Motherthing is creepy, weird and horrific. Dark humor at its best but the novel does carry a strong psychological undertone that managed to send more than a few shivers down my spine.
The writing is crisp and the narrative flow unrelenting.
It will definitely always come to my mind when discussing mother in law/daughter in law relationships in the future...
A delightful fictional weirdness that deserves to be enjoyed without any moderation whatsoever...
Many thanks to Vintage and Netgalley for this terrific ARC

A very original concept. Definitely have to get the print for my shelf. The tension was terrific. I finished the book in one sitting. Couldn‘t put it down.

This was not what I was expecting, and it honestly exceeded expectation! It was creepy, it was disturbing, it was heart-wrenching. *chef's kiss!*

Abby loves her husband Ralph and Ralph loves Abby but he’s also a mama‘s boy and when she dies and Abby take something that belongs to her Irene will not let her forget it.
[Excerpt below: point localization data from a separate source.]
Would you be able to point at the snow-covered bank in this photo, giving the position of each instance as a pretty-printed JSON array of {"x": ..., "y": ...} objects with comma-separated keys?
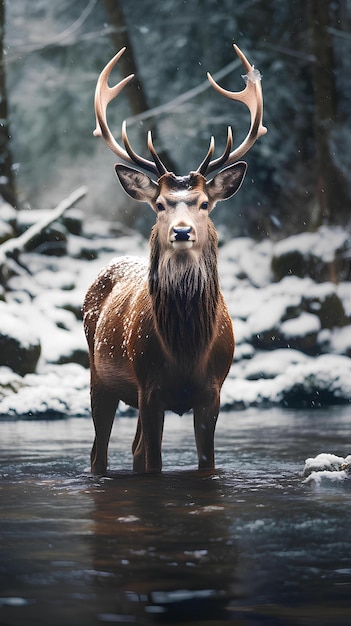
[{"x": 293, "y": 334}]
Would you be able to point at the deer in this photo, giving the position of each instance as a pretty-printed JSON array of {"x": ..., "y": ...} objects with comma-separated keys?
[{"x": 159, "y": 332}]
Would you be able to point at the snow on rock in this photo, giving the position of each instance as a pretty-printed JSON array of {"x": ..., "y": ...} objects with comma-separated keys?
[
  {"x": 60, "y": 391},
  {"x": 19, "y": 343},
  {"x": 327, "y": 468},
  {"x": 293, "y": 337},
  {"x": 318, "y": 381},
  {"x": 312, "y": 254}
]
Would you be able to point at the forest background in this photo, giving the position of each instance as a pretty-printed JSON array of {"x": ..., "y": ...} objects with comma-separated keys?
[{"x": 299, "y": 173}]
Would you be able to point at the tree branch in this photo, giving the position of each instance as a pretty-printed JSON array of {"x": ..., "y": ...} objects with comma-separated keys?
[{"x": 12, "y": 246}]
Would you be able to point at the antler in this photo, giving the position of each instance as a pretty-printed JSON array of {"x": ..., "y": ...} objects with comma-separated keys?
[
  {"x": 251, "y": 96},
  {"x": 103, "y": 96}
]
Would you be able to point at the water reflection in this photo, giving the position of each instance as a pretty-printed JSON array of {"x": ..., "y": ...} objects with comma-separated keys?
[
  {"x": 167, "y": 541},
  {"x": 249, "y": 544}
]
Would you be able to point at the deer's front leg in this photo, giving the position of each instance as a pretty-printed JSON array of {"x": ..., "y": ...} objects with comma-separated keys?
[
  {"x": 148, "y": 438},
  {"x": 205, "y": 420},
  {"x": 103, "y": 408}
]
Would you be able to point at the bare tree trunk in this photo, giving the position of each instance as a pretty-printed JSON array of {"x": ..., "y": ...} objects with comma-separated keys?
[
  {"x": 7, "y": 183},
  {"x": 134, "y": 90},
  {"x": 332, "y": 190}
]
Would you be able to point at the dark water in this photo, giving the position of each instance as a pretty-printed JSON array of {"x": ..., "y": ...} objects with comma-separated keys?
[{"x": 249, "y": 544}]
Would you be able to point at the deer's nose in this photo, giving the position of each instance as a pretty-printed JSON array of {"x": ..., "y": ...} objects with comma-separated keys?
[{"x": 182, "y": 233}]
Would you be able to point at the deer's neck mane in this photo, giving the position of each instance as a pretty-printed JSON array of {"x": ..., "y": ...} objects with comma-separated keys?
[{"x": 184, "y": 292}]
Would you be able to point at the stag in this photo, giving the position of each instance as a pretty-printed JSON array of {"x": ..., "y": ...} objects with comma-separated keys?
[{"x": 160, "y": 335}]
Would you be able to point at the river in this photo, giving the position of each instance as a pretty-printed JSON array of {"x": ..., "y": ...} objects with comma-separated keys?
[{"x": 249, "y": 544}]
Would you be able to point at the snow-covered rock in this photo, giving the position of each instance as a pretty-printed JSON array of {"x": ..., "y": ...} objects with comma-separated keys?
[
  {"x": 293, "y": 337},
  {"x": 327, "y": 468}
]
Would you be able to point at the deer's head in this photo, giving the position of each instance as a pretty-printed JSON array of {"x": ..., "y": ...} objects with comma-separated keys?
[{"x": 182, "y": 203}]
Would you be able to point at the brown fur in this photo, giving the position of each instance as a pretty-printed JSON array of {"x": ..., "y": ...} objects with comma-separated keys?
[{"x": 160, "y": 336}]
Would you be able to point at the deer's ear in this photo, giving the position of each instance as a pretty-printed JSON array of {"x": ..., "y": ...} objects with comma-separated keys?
[
  {"x": 137, "y": 184},
  {"x": 227, "y": 182}
]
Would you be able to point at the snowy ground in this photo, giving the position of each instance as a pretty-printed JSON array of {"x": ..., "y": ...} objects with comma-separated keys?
[{"x": 293, "y": 335}]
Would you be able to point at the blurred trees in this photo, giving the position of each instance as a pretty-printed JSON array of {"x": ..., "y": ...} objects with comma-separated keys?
[{"x": 299, "y": 173}]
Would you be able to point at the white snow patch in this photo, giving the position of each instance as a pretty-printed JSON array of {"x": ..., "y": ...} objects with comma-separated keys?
[{"x": 327, "y": 468}]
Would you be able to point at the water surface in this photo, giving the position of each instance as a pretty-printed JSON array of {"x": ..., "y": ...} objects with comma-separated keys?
[{"x": 248, "y": 544}]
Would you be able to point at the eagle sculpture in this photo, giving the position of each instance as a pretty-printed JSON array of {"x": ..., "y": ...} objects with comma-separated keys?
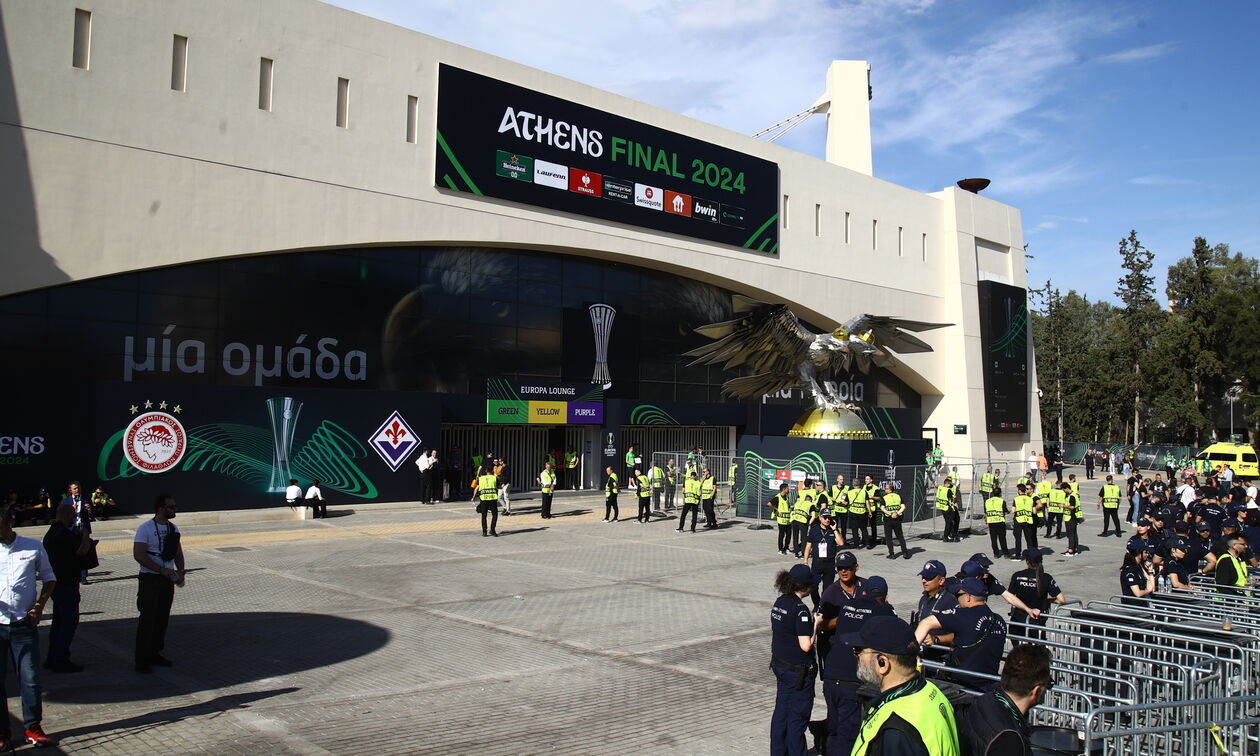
[{"x": 781, "y": 354}]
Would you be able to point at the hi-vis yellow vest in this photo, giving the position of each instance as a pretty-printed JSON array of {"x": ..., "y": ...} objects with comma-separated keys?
[
  {"x": 1110, "y": 497},
  {"x": 488, "y": 488},
  {"x": 993, "y": 510},
  {"x": 925, "y": 710},
  {"x": 783, "y": 509},
  {"x": 1023, "y": 510}
]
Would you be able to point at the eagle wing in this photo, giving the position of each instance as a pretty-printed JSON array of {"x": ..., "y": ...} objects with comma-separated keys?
[
  {"x": 891, "y": 332},
  {"x": 766, "y": 338}
]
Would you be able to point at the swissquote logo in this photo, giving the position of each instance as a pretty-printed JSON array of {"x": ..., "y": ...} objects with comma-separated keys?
[
  {"x": 154, "y": 441},
  {"x": 395, "y": 441}
]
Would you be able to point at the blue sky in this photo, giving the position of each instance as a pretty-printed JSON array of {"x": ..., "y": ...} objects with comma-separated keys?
[{"x": 1090, "y": 117}]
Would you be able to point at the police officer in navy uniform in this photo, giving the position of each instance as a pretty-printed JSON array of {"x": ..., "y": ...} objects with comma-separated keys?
[
  {"x": 791, "y": 645},
  {"x": 841, "y": 670},
  {"x": 820, "y": 547}
]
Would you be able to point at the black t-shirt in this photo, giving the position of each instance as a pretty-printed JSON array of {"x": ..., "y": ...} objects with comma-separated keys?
[
  {"x": 841, "y": 664},
  {"x": 1025, "y": 585},
  {"x": 61, "y": 544},
  {"x": 823, "y": 549},
  {"x": 979, "y": 636},
  {"x": 789, "y": 621}
]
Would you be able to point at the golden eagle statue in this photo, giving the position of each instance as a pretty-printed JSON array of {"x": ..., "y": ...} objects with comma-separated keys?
[{"x": 781, "y": 354}]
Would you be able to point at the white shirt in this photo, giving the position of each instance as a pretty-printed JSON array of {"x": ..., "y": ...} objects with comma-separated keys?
[
  {"x": 23, "y": 563},
  {"x": 154, "y": 537}
]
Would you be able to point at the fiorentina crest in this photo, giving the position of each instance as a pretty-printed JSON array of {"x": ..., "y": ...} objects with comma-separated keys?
[{"x": 395, "y": 441}]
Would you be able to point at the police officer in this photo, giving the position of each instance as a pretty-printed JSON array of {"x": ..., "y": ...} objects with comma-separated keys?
[
  {"x": 793, "y": 634},
  {"x": 996, "y": 518},
  {"x": 781, "y": 509},
  {"x": 893, "y": 512},
  {"x": 611, "y": 486},
  {"x": 946, "y": 502},
  {"x": 820, "y": 547},
  {"x": 670, "y": 484},
  {"x": 841, "y": 670},
  {"x": 488, "y": 503},
  {"x": 547, "y": 485},
  {"x": 691, "y": 500},
  {"x": 911, "y": 715},
  {"x": 1109, "y": 502},
  {"x": 1072, "y": 518},
  {"x": 644, "y": 495},
  {"x": 1025, "y": 518},
  {"x": 801, "y": 513},
  {"x": 1037, "y": 590},
  {"x": 708, "y": 492},
  {"x": 657, "y": 481}
]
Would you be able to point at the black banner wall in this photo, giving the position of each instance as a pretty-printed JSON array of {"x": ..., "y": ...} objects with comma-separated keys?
[{"x": 495, "y": 139}]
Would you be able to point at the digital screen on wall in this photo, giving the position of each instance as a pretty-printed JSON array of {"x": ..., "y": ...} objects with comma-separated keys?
[
  {"x": 505, "y": 141},
  {"x": 1004, "y": 343}
]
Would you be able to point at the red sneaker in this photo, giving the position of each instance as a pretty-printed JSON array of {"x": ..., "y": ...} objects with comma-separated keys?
[{"x": 35, "y": 737}]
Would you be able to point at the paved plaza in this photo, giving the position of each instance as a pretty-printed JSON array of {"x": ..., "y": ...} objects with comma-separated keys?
[{"x": 398, "y": 629}]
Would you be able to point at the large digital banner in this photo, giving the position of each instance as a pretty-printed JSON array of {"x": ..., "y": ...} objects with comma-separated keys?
[
  {"x": 1004, "y": 343},
  {"x": 500, "y": 140},
  {"x": 543, "y": 403}
]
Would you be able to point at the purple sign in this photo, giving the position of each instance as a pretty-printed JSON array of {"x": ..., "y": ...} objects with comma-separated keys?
[{"x": 586, "y": 412}]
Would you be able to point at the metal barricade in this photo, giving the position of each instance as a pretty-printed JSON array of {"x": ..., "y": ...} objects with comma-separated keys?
[{"x": 1211, "y": 726}]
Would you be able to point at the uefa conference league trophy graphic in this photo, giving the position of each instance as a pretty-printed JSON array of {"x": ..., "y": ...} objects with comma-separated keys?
[
  {"x": 601, "y": 323},
  {"x": 284, "y": 423}
]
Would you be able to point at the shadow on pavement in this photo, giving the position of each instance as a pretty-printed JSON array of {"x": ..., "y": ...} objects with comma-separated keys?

If Abby thought her mother-in-law was a problem when she was alive, she hasn’t seen anything yet! This was a really good book I thought the story went along quickly and although it can be pretty funny it’s definitely a horror story. I also thought Abby and Ralph had a really good relationship I just like this book all the way around. I thoroughly enjoyed it and highly recommend it. I received this book from NetGalley and the publisher but I am leaving this review voluntarily please forgive any mistakes as I am blind and dictate my review.

I LOVED this book. It’s so uniquely well written. I went all in during a long layover and couldn’t put it down. It made me chuckle a good few times, and also make horrified faces.

This is soaked in dark humor and trauma. I’m not sure I would have marketed this so heavy on the humor part but I so appreciate the humor and writing style of this book. I can’t quite explain what I read, part ghost story, part trauma filled nightmare, and really I just wanted to hug Abby and never eat her food.

Awful mother-in-law stories always have a weird draw for me and Motherthing did not disappoint.
Have you ever had that guest that is downright horrible but just won't leave? You're forced to put up with them for what feels like forever, as if you might have died and this is now your own personal hell? To listen to this person nag and berate and belittle you for all of eternity?
Abby finds herself in the position of many wives' worst fears: her awful mother-in-law might be gone, but her ghost still is lingering and tormenting them. Abby is hilarious. She's witty and smart and snarky and her commentary had me burning through this book in hours. I have been there before with the significant other with the mother I couldn't help but loathe for her treatment of myself vs her son and her attachment issues.
Even with Abby's snark, the overall mood turns dark and dreadful as Ralph's depression over his mother's passing grows. The psychological horror aspect ramps up quickly and the sad undertone pulled at my heart for Abby. It is hard to not feel for her as the story progresses.
I loved this and will recommend it to anyone looking for a suspenseful, psychological thriller. Especially anyone that has had to deal with the monster-in-law or even giving their everything but their love never returned in the amount it is given.
Thank you to the author and publisher for a copy in exchange for an honest review.

Thank you to NetGalley for an ARC of Motherthing.
This was not for me. I couldn't do the writing style. It felt all over the place and took away from the point of the story. Just no.